I have a simple question on notation.
Let $S$ be a Henselian trait with closed point $s$ (with finite residue field $k$) and generic point $\eta$. Let $X/S$ be a variety. Then, we have the functor
$$R\Psi:D^b_c((X_\eta)_\mathrm{\acute{e}t},\overline{\mathbb{Q}_\ell})\to D^b_c(X_s\times_s \eta,\overline{\mathbb{Q}_\ell})$$
where $D^b_c(X_s\times_s\eta,\overline{\mathbb{Q}_\ell})$ denotes the category of constructible $\overline{\mathbb{Q}_\ell}$-sheaves on $X_{\overline{s}}$ with "an action of $\mathrm{Gal}(\overline{\eta}/\eta)$ compatible with the action of $\mathrm{Gal}(\overline{s}/s)$." This means (a la "Le Formalisme de Cycles Evanescents" in SGA 7) if, for example, we're dealing with a constructible $\overline{\mathbb{Q}_\ell}$-sheaf $\mathcal{F}$ on $X_{\overline{s}}$, that for all $g\in \mathrm{Gal}(\overline{\eta}/\eta)$ we have isomorphisms:
$$\sigma(g):\overline{g}_\ast \mathcal{F}\to\mathcal{F}$$ (where $\overline{g}\in\mathrm{Gal}(\overline{s}/s)$) such that $\sigma(gh)=\sigma(g)\sigma(h)$.

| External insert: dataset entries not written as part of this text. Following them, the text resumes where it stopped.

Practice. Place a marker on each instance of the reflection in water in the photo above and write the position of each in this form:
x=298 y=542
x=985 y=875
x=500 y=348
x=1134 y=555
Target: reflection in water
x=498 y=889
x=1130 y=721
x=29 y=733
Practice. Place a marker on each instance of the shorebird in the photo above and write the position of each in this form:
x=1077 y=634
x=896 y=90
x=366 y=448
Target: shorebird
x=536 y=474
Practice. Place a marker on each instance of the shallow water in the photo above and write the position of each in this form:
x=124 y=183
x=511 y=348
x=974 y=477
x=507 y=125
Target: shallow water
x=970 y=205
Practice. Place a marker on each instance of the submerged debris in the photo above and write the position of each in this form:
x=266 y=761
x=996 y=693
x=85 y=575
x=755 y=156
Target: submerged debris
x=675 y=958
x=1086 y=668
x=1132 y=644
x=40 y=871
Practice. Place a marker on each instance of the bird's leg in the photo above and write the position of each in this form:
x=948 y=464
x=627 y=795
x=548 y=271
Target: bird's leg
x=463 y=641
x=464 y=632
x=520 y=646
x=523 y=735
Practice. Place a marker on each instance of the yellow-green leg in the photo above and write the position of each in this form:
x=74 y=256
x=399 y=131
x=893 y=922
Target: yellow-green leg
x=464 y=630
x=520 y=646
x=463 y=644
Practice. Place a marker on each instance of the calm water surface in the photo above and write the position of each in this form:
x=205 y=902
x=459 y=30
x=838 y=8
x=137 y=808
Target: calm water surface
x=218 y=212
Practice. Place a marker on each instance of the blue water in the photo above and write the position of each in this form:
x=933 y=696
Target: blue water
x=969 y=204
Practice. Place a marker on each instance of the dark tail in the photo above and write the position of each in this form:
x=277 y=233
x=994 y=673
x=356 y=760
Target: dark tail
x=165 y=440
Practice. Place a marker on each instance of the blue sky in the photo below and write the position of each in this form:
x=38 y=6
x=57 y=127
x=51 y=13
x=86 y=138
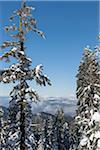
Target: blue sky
x=69 y=26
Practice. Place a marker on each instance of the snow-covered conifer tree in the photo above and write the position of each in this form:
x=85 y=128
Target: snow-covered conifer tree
x=20 y=134
x=59 y=131
x=3 y=129
x=88 y=95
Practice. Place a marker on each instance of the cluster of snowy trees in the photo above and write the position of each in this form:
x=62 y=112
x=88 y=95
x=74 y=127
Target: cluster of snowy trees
x=16 y=133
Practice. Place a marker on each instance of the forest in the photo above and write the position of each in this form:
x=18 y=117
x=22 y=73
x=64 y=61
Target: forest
x=20 y=129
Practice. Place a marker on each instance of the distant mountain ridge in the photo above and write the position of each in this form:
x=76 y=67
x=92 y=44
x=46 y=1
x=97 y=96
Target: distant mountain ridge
x=49 y=105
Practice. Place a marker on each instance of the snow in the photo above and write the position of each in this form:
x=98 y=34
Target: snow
x=38 y=68
x=96 y=117
x=84 y=141
x=14 y=49
x=21 y=52
x=97 y=134
x=98 y=144
x=96 y=96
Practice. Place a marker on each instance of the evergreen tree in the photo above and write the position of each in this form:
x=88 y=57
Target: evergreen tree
x=3 y=130
x=20 y=134
x=60 y=132
x=88 y=95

Something which I commonly see is the following. People say that for $x\in X_s(k)$ that considering "$(R\Psi\overline{\mathbb{Q}_\ell})_x$" one gets an element of the derived category of finite-dimensional $\mathrm{Gal}(\overline{\eta}/\eta)$-representations.
Questions:
1) What does $(R\Psi\overline{\mathbb{Q}_\ell})_x$ even mean? This doesn't make any literal sense to me. Here are two possibilities I've considered:
a) If I forget the extra structure of the $\mathrm{Gal}(\overline{\eta}/\eta)$ action, it doesn't make sense (unless I am being silly) to take the stalk an $\overline{\mathbb{Q}_\ell}$-sheaf at a point $x\in X_s(k)$. One could interpret it at the choice of $\overline{\eta}$ gives you a canonical $\overline{x}\in X_{\overline{s}}(\overline{k})$ and so $(R\Psi\overline{\mathbb{Q}_\ell})_x$ might be shorthand for $(R\Psi\overline{\mathbb{Q}_\ell})_{\overline{x}}$. If that's the case, I don't see why it's $\mathrm{Gal}(\overline{\eta}/\eta)$-stable, so that one actually gets an action of $\mathrm{Gal}(\overline{\eta}/\eta)$.
b) Similar to a), but instead of taking the stalk $R\Psi\overline{\mathbb{Q}_\ell}$ thought about as an element of $D^b_c((X_s)_\mathrm{\acute{e}t},\overline{\mathbb{Q}_\ell})$ take the canonical pair $(\overline{x},\overline{\eta})$ (a point of the topos $X_s\times_s \eta$) and consider the stalk of this point. This gives the cohomology of the 'Milnor fiber', which also seems wrong. (EDIT: Ignore b) People think I'm claiming that the stalk at the point $(\overline{x},\overline{\eta})$ is not the cohomology of the Milnor fiber--I know this to be true. What I meant to say, even though I highly doubted it, that the stalk at $(\overline{x},\overline{\eta})$ was another interpretation of $(R\Psi\overline{\mathbb{Q}_\ell})_x$ but I very much don't think that now.)
2) Once I figure out what $(R\Psi\overline{\mathbb{Q}_\ell})_x$ means, how is it a finite dimensional continuous $\mathrm{Gal}(\overline{\eta}/\eta)$-representation (if not obvious from the definition).
Thanks so much!
EDIT: As examples of this notation see the second to last paragraph on page 13 of this article or Theorem 7.10 of this article.